How do commercial banks work

The central bank is the “bank of the banks”. How does this work?

The commercial banks maintain a current account at the central bank and can thus borrow money at very short notice. The banks get the banknotes that they have to issue to their customers (be it at the counter or at the ATM) from the central bank, which has the monopoly on issuing banknotes. This debits their current accounts with the corresponding amounts.

The funds held in the central bank's account are also used to settle debts between the banks. Finally, the central bank can also stipulate that a minimum balance be held in the account: the minimum reserves.

All of these factors create a need for liquidity that drives banks to borrow from the central bank. By setting the terms on these loans, the central bank influences the interest rates.

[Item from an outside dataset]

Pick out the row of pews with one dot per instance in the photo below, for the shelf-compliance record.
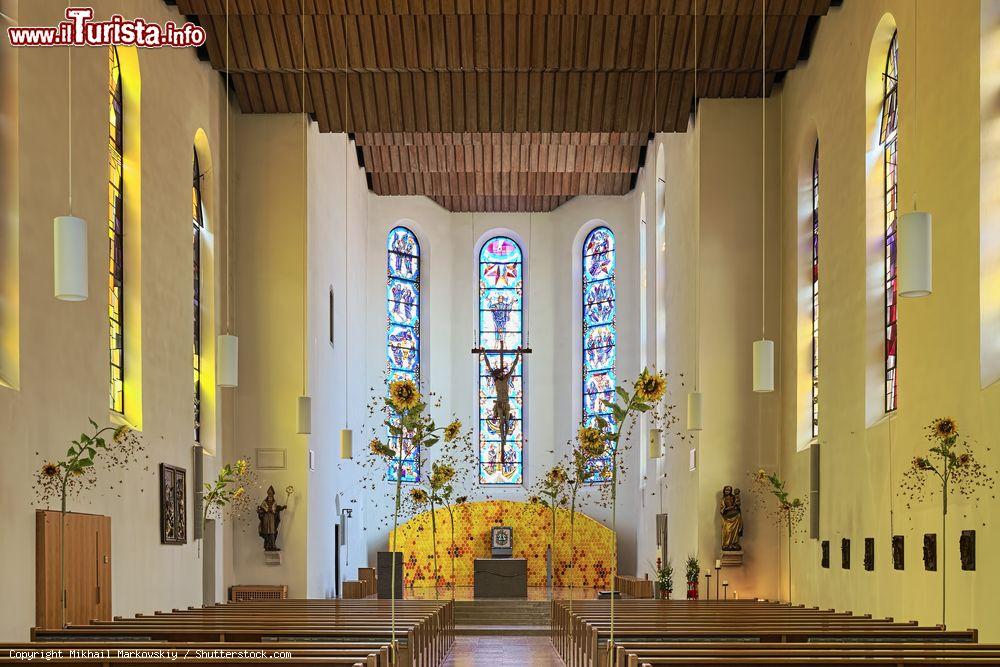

In the euro area, the Eurosystem's lending to commercial banks is mainly carried out through a special procedure that consists of granting weekly loans with a maturity of two weeks.

The commercial banks have to deposit certain guarantees with the central banks; banks established in Belgium must do so at the National Bank. They also indicate the amount of loan they want to take out and the interest rate they are willing to pay, being the Minimum rate determined by the Governing Council.

These offers are passed on to the European Central Bank (ECB) by the National Bank as well as by the other national central banks of the Eurosystem. The ECB decides on the amount of credit to be granted, giving preference to those banks whose interest rates were the highest.